When I enter Napels, I am instantly hit by an energy booth. I open the window of the car and scream "CIAO NAPOLI ". This city is vibrant, diverse and very beautiful. So are the inhabitants, that seem to be so lively, driving around with scooters, kissing, laughing in the streets perfectly lightened for my camera. My friends Marcello Pisu and Tommaso Sacchi, both italians, both curators are my companions on this adventure of only three days. In this time we get to see some great art, some beautiful people, that invite us home and we have some incredible Neapolitan Pizzas. When we hang out at our most favorite spot in Naples, Piazza Bellini, I get hit by the vibes of Darius and Marco, two very young, very fascinating guys, that decided to live a life beyond gender categories. We connect, we chat, we decide to meet up again to make a shoot in a church. All I can say is, that I will come back to Napoli soon to get inspired by the people and the amazing energy.

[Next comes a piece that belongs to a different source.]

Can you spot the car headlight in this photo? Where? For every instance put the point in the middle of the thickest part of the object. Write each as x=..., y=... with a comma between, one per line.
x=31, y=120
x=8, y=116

Enjoy my trip as I did. Esra Rotthoff

From Marcello Pisu

There are few cities where life flows as intensely as in Naples, with the same incessant heartbeat of São Paulo and New York, where the blood of its descendants runs abundantly, the same strong DNA intertwined by passionate tribes looking for the generosity of a bless land, the wilderness of a cursed end. Spotting a svastika in the streets, she asked me “Are Neapolitans racists?”. I doubted for a second, searching for the many stories of intolerance coming mostly from the northern part of Italy, and I realised that most of the time, the Neapolitans are the ones to be victim of racism. I often wonder how wrong can be a world where the virtues of this ground, fertile of a beauty and flavours that humanity will never be able to generate again, can be a burden for a country, or a union of countries. In Naples you breathe the freedom of a city with the honesty of an old soul, the innocent pleasure to show admiration for people’s extreme elegance and obscene daringness, the creepiness of the satanic signs hidden in the magniloquent architecture of the churches and the statues of the saints, the ancient comfort of the private dwellings, the privilege to taste the original dishes replicated infinitely. You can also vibrate of the humanity of a church guard, who watches for you the door while you take a picture of a special couple of friends: the priest doesn’t fancy cross-dressing. In front of the Macchina delle Quarantore, a spectacular installation of light and gold invented to attract people to pray focused after the excesses of the Carnival, Marco and Dario are, and not just wear, their disguise. In this city where newborn children are blessed by feminine males called “femminielli”, but also where the same children often find more acceptable changing sex rather than living with the guilt to love another man, we witnessed the glow of two future prophets fallen from Uranus to Napoli.